Breathe to Take Care of Your Anger

When the energy of anger, jealousy, or despair manifests in us, we should know how to handle it, otherwise we will be overwhelmed by it and suffer tremendously. Mindful breathing is the practice that can help us take care of our emotions.

First, in order to take good care of our emotions, we have to learn how to take good care of our body. By becoming aware of breathing in and out we become aware of our body.

“Breathing in, I am aware of my whole body, breathing out, I am aware of my whole body.” Go back to your body. Embrace it with the energy of mindfulness generated by the practice of mindful breathing.

In daily life, we may be very busy taking care of many things, and we forget how important our body is to us. Our body may be suffering or sick. So we should know how to go back to our body, in order to embrace it tenderly, with mindfulness.

As a mother holds her baby tenderly in her arms, we are doing very much the same thing.
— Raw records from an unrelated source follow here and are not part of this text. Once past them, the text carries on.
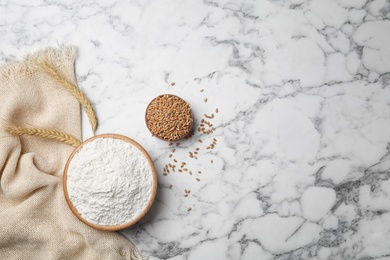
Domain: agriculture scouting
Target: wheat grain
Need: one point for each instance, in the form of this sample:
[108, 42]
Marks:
[44, 133]
[74, 90]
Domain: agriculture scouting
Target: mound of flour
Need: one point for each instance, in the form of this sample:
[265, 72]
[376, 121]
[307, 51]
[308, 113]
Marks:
[109, 181]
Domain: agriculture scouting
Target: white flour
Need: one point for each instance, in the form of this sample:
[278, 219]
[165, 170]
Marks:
[109, 181]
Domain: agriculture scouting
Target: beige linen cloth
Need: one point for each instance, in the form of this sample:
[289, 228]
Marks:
[35, 221]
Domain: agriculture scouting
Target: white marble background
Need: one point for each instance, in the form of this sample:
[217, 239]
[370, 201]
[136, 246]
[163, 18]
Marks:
[302, 165]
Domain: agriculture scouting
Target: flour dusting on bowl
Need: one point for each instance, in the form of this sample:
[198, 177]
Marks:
[110, 182]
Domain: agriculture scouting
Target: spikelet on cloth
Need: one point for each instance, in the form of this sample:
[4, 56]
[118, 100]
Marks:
[35, 221]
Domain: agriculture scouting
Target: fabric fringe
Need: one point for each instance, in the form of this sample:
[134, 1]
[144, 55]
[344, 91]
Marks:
[57, 57]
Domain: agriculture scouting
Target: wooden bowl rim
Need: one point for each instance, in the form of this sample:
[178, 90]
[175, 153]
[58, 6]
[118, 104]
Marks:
[152, 197]
[189, 128]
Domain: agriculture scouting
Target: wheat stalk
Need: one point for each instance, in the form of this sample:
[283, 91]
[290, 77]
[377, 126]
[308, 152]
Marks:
[44, 133]
[74, 90]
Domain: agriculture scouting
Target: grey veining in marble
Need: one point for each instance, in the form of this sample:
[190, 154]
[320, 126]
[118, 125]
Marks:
[301, 168]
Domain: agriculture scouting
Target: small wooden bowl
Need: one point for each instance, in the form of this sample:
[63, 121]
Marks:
[152, 197]
[166, 139]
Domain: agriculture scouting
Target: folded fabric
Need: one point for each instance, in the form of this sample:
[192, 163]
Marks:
[35, 221]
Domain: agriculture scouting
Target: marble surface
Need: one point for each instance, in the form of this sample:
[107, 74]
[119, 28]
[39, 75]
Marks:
[301, 168]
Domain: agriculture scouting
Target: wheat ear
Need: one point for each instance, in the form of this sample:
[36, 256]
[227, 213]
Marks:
[74, 90]
[44, 133]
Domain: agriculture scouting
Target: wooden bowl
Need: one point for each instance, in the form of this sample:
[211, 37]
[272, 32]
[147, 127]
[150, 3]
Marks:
[152, 197]
[188, 130]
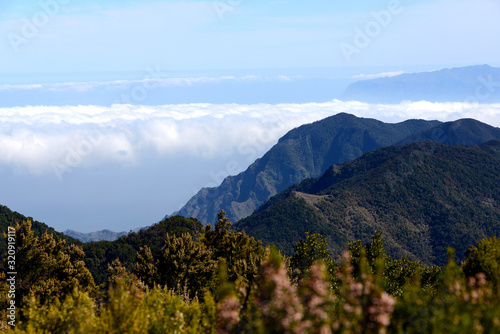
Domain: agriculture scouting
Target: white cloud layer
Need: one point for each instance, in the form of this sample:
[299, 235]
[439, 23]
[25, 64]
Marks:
[43, 139]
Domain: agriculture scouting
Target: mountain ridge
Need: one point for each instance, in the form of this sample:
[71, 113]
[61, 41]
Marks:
[303, 152]
[423, 197]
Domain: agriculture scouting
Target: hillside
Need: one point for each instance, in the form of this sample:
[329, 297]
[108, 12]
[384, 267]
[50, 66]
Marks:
[473, 84]
[423, 197]
[304, 152]
[99, 254]
[11, 218]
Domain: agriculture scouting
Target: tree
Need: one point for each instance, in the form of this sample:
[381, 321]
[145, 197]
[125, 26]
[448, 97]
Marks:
[48, 269]
[186, 264]
[241, 252]
[314, 248]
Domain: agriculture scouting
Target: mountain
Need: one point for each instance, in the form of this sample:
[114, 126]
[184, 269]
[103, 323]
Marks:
[106, 235]
[423, 197]
[98, 255]
[304, 152]
[461, 132]
[479, 84]
[11, 218]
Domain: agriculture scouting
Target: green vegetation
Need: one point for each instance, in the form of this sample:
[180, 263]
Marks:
[206, 285]
[304, 152]
[422, 198]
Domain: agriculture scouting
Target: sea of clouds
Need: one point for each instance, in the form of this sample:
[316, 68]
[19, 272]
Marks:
[42, 139]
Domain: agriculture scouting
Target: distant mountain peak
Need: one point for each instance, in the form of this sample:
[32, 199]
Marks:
[445, 85]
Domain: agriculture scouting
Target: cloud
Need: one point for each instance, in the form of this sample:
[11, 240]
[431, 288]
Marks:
[43, 139]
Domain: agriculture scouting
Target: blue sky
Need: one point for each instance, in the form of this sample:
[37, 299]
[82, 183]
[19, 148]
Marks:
[230, 34]
[161, 98]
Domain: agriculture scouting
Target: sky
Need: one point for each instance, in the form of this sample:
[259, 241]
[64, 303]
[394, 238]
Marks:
[114, 113]
[75, 36]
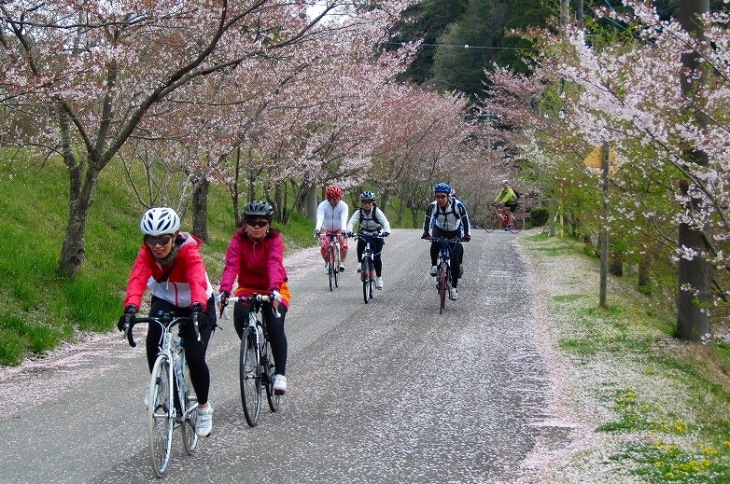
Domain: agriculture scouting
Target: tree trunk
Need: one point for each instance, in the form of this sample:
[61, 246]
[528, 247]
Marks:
[312, 204]
[616, 264]
[694, 293]
[80, 200]
[200, 209]
[644, 266]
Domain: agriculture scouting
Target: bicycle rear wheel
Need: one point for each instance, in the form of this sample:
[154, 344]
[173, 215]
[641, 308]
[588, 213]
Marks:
[337, 268]
[443, 283]
[160, 416]
[187, 427]
[518, 222]
[269, 371]
[365, 277]
[250, 378]
[493, 223]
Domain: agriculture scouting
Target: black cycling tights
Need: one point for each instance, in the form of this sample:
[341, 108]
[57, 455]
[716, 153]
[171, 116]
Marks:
[274, 327]
[457, 253]
[377, 246]
[194, 350]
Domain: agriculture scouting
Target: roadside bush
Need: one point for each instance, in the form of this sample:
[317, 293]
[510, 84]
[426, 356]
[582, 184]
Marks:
[539, 216]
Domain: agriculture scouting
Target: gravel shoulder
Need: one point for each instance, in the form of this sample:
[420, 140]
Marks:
[588, 389]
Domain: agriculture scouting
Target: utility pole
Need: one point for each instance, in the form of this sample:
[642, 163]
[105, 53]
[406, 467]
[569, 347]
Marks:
[604, 228]
[694, 298]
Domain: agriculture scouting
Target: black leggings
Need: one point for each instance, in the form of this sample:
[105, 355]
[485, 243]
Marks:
[457, 252]
[194, 350]
[377, 246]
[274, 329]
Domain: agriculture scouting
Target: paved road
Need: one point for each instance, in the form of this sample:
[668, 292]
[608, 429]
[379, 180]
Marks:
[379, 393]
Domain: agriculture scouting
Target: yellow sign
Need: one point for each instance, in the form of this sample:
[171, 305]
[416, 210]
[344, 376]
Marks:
[595, 159]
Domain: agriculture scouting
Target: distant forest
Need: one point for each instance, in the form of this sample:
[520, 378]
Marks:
[461, 38]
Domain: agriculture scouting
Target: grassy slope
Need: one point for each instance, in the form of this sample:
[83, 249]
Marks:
[655, 408]
[39, 309]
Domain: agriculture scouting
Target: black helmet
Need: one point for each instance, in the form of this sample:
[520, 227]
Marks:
[257, 208]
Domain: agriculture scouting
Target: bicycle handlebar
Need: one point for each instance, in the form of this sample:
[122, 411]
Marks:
[363, 236]
[166, 322]
[256, 298]
[443, 240]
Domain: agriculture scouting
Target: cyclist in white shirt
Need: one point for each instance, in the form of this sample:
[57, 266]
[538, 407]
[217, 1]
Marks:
[372, 221]
[447, 218]
[332, 219]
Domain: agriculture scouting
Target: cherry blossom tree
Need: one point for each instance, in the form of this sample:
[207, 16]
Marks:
[629, 93]
[93, 73]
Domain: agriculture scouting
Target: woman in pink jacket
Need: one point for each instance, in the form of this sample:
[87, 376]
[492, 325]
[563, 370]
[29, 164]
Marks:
[256, 257]
[170, 265]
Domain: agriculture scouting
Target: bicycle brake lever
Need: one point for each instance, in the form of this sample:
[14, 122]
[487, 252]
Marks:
[195, 327]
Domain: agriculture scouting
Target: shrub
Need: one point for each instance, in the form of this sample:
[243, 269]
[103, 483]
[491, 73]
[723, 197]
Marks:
[539, 216]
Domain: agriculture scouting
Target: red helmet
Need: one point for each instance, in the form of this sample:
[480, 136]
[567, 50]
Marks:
[334, 192]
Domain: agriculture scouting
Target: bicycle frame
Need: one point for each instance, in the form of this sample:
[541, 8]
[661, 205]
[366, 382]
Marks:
[256, 365]
[443, 269]
[333, 250]
[500, 219]
[164, 396]
[367, 268]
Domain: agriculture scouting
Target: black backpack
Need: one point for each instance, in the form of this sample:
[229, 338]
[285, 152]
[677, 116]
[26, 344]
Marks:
[375, 215]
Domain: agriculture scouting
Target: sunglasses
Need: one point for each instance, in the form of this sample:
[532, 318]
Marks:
[161, 240]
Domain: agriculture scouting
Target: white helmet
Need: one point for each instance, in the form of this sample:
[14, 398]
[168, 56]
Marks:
[159, 220]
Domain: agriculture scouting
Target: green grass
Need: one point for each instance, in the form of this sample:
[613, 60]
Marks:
[669, 400]
[43, 309]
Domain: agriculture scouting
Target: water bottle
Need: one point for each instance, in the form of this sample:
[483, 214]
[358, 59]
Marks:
[262, 343]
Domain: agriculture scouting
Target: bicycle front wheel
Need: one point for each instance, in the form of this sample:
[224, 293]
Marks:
[443, 283]
[337, 268]
[270, 372]
[365, 276]
[250, 378]
[493, 223]
[160, 415]
[187, 426]
[518, 222]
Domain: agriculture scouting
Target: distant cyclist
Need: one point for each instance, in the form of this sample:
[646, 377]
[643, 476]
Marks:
[332, 219]
[446, 217]
[372, 221]
[507, 200]
[255, 257]
[170, 265]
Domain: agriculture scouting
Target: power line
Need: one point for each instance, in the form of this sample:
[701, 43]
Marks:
[465, 46]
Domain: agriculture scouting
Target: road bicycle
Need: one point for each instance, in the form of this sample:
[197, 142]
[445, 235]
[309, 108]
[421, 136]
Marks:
[256, 368]
[443, 269]
[170, 402]
[333, 259]
[499, 220]
[367, 266]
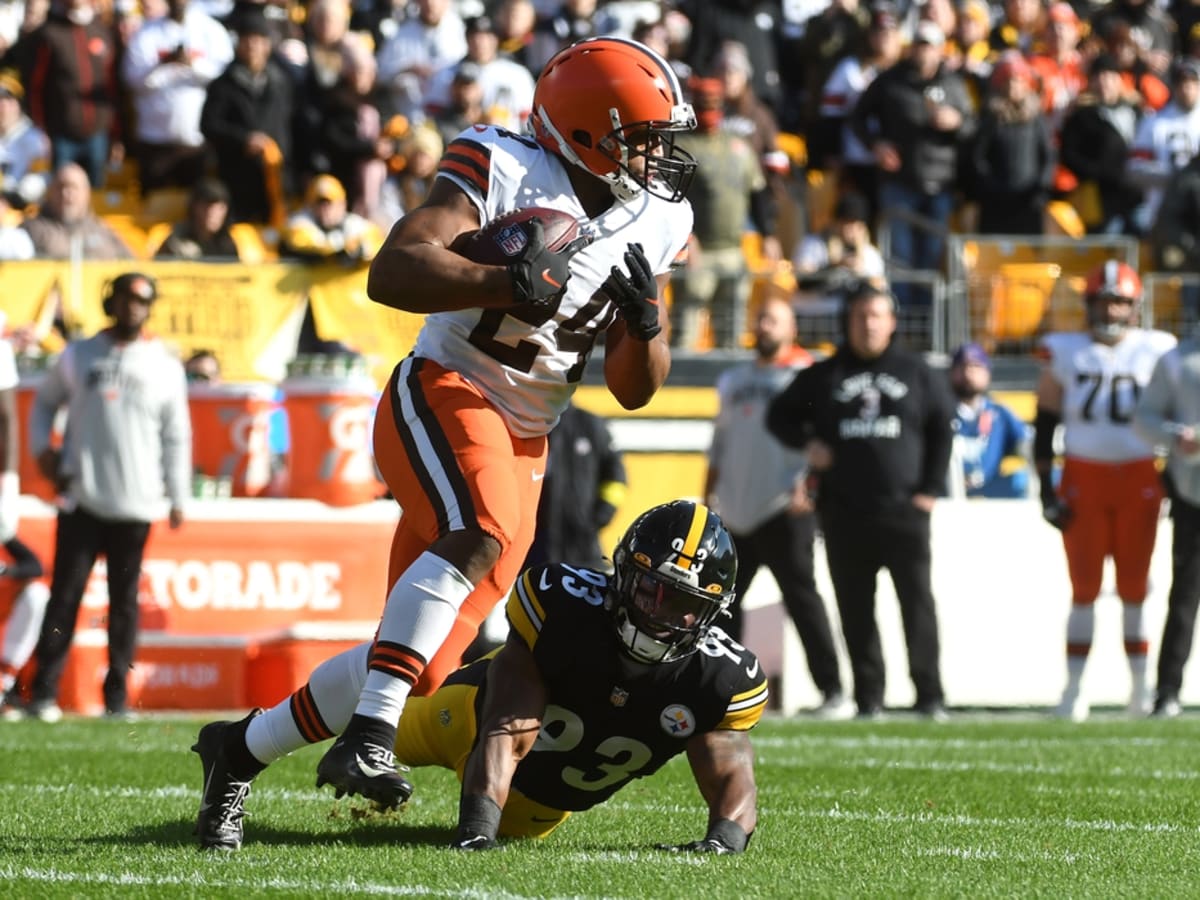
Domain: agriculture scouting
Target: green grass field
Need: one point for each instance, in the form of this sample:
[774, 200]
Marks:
[983, 805]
We go back to our body and we embrace our body with tenderness, with the energy of mindfulness. After having embraced our body as a whole, we begin to embrace all the different parts of our body one by one—our eyes, our nose, our lungs, our heart, our stomach, our kidneys, and so on.

Deep Relaxation for Embracing and Healing Anger The best position for practicing this is lying down. You focus your attention on a part of your body, such as your heart. As you breathe in, you become aware of your heart, and as you breathe out, you smile towards it. You send it your love, your tenderness.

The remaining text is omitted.